- IATA: XCR; ICAO: LFOK;

Summary
- Airport type: Military
- Location: Chalons, France
- Elevation AMSL: 587 ft (179 m)
- Coordinates: 48°46′37″N 004°11′44″E﻿ / ﻿48.77694°N 4.19556°E

Map
- LFOK Location of Vatry Air Base

Runways
| Direction | Length |  | Surface |
| ft | m |
| 10/28 | 12,664 | 3,860 | Concrete |
- worldaerodata.com Vatry^{[link removed]}

= Vatry Air Base =

Vatry Air Base was a United States Air Force base in France. After its closure, it was redeveloped into Chalons-Vatry Airport, primarily used for international air cargo transport.

==History==
Vatry Airport's origins begin in 1950 when, with the Cold War, NATO faced several problems when attempting to solve the air power survival equation. Planning for first strike survival in both conventional and nuclear wars had to be considered.

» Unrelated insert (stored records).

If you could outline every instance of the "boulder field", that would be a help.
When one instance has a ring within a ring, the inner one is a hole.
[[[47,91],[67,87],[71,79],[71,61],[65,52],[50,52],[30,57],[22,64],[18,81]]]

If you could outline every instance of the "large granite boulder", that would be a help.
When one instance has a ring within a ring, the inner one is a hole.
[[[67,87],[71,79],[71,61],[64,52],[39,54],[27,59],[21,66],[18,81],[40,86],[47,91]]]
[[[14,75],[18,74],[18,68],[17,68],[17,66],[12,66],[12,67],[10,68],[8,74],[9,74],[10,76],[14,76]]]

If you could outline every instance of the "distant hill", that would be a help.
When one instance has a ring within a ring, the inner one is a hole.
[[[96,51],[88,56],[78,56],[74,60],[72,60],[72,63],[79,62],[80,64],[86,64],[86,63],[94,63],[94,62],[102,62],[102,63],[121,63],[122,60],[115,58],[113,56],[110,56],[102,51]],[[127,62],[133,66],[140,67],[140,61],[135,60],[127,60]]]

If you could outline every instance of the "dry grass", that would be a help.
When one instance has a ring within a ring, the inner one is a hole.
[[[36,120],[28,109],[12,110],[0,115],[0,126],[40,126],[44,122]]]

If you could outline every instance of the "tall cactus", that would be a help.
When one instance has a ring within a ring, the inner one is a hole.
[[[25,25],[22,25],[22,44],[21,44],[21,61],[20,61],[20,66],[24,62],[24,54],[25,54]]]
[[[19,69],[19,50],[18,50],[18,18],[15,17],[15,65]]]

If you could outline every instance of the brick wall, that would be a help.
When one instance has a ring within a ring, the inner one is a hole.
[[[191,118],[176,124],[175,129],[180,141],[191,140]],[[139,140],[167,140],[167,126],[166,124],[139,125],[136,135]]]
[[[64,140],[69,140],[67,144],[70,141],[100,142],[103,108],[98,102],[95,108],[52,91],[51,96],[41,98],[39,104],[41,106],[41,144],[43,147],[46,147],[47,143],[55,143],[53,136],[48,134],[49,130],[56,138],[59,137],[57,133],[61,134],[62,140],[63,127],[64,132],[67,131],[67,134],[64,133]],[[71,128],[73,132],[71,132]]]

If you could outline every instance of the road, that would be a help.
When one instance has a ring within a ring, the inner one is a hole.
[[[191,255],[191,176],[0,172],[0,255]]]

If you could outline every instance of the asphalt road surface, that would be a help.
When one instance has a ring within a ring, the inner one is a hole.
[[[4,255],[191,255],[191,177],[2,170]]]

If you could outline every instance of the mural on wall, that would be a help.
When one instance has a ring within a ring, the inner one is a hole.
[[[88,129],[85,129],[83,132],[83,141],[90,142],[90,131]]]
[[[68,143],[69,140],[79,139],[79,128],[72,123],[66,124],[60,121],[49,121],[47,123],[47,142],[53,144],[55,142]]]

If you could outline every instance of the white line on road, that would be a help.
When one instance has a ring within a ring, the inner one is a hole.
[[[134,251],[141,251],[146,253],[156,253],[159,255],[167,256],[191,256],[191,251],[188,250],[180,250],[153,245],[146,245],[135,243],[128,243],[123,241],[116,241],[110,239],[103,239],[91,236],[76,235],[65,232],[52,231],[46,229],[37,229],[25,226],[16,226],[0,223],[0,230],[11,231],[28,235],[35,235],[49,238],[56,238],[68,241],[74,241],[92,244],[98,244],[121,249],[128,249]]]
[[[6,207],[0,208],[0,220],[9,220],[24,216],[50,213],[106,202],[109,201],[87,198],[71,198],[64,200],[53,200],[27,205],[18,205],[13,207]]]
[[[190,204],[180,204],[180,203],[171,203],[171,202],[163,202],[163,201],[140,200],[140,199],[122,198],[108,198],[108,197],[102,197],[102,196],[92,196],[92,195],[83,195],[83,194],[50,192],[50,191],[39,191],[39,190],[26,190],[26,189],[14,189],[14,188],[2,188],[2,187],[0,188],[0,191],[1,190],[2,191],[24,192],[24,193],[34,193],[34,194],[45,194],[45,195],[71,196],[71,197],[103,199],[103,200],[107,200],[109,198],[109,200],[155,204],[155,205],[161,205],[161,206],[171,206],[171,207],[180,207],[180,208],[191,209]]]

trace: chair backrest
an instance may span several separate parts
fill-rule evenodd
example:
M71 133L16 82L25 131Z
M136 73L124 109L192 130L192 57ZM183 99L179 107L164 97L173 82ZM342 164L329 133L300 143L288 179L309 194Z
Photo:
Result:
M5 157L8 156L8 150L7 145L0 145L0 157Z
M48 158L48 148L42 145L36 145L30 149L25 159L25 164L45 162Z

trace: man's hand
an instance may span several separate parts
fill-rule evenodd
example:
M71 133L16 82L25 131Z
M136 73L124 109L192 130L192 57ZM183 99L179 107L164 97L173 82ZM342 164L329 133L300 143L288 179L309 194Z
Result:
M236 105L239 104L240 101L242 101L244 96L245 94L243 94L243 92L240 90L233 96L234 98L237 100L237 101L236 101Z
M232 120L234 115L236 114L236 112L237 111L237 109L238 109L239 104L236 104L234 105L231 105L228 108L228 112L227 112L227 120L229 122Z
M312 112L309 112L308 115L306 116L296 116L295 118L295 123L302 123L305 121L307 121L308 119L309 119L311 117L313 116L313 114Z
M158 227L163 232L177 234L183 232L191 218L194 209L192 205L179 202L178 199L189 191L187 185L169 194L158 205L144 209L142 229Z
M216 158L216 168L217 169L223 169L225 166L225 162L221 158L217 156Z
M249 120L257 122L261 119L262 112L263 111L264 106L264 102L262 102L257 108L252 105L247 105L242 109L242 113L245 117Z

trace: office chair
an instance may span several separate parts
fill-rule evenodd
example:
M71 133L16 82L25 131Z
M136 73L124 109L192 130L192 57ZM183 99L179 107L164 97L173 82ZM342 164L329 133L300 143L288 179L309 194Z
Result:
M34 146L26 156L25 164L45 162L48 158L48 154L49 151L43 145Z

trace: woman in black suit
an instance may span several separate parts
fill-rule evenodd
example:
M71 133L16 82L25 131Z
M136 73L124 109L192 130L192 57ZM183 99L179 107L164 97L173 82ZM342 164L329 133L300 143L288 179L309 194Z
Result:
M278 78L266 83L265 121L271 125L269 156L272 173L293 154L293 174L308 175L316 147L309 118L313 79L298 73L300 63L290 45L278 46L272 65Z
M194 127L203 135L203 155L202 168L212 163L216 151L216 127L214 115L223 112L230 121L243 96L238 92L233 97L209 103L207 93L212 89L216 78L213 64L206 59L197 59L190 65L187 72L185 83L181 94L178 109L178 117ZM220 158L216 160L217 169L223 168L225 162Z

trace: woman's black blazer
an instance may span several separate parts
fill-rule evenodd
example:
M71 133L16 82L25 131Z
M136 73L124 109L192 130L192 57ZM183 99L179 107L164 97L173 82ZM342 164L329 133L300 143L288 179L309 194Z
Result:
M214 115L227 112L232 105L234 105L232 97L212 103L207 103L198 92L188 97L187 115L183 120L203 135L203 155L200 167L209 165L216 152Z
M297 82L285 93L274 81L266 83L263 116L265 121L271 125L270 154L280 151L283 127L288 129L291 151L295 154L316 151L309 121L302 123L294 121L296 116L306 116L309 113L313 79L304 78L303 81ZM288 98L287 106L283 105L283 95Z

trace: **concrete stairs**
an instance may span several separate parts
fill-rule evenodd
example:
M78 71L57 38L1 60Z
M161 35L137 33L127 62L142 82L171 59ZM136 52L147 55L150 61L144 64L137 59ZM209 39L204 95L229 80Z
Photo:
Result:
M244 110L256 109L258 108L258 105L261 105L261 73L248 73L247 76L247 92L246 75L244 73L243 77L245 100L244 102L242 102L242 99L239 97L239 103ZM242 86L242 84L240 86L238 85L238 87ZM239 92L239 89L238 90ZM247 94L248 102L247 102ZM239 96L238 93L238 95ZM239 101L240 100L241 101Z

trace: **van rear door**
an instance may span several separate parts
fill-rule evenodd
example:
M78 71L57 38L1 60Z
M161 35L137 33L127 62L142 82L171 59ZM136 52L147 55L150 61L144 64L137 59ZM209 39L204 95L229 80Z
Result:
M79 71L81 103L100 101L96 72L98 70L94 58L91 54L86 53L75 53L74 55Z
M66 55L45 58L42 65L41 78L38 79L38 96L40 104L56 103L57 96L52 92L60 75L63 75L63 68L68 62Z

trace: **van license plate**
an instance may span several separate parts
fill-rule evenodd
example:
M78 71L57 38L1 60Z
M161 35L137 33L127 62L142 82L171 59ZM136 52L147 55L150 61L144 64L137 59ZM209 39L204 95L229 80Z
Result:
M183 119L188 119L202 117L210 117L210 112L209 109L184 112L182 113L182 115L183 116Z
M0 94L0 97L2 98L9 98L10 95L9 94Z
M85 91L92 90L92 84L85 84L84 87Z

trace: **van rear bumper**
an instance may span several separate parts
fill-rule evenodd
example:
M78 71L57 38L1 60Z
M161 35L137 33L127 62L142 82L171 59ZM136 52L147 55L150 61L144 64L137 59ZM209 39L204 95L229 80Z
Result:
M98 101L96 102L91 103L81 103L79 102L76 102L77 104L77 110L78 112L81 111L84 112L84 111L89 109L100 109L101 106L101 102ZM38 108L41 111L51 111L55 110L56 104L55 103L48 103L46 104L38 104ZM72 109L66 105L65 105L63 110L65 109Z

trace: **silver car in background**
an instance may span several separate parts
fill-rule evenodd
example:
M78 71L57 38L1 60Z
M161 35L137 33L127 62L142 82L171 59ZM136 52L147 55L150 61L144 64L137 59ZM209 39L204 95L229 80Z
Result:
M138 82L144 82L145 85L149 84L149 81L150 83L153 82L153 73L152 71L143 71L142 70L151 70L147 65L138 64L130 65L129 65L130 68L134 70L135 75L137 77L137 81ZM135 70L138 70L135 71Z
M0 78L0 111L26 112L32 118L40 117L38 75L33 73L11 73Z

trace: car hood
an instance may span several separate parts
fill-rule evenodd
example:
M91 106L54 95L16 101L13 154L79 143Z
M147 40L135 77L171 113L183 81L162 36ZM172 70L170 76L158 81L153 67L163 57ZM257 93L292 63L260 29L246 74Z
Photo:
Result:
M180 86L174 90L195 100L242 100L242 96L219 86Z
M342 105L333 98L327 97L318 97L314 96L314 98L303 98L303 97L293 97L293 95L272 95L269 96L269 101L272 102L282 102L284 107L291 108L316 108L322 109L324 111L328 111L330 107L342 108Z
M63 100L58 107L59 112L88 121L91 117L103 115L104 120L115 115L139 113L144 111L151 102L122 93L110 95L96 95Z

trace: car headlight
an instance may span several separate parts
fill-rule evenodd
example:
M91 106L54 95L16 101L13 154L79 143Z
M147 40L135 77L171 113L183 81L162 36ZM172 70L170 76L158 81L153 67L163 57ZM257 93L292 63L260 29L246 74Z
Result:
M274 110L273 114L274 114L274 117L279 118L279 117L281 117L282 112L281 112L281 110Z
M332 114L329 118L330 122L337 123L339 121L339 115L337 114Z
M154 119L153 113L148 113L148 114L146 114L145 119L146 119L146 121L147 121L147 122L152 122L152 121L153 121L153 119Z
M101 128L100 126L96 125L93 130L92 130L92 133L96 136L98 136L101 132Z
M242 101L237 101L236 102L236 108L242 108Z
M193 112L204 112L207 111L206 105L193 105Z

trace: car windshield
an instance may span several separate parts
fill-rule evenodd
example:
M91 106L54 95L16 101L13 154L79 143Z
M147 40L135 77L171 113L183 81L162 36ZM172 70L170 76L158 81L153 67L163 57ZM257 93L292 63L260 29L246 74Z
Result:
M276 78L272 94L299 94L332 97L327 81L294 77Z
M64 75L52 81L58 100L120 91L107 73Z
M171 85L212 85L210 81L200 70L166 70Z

The primary operating bases for NATO air forces were built on small parcels of land with very limited dispersal space. It was decided to build dispersal bases away from the primary bases to be used in the event of an emergency. Vatry was selected to be one of these "NATO Dispersed Operating Bases".

No flying unit was ever permanently assigned to Vatry and it was used for dispersal training only. However, it did require the same level of equipment as a standard air base. NATO security personnel were required to control base access, guard equipment, munitions and supplies stored on the facility, as well as prevent vandalism.

Construction began in 1953, and Vatry Air Base was designed for 50 fighters with three large hangars constructed. In 1956 construction was completed and Det #2, 48th Air Base Group from Chaumont-Semoutiers Air Base was designated as the host unit. Aircraft from the United States Air Force 21st, 48th, 49th and 388th Fighter-Bomber Wings deployed to Vatry, usually one fighter squadron at a time.

In 1959 Vatry Air Base was phased down and all munitions, equipment and supplies were sent to Chaumont Air Base's Base Supply and the host detachment was inactivated. The facility was transferred to the United States Army as a training facility in 1960. With the French withdrawal from the integrated NATO military structure in 1967, the American forces left Vatry Air Base and it was closed.

For many years, Vatry Air Base was under the control of the French Air Force and used for a training facility. About 2000 it was sold to civil interests and today is being used as an international heavy cargo airport.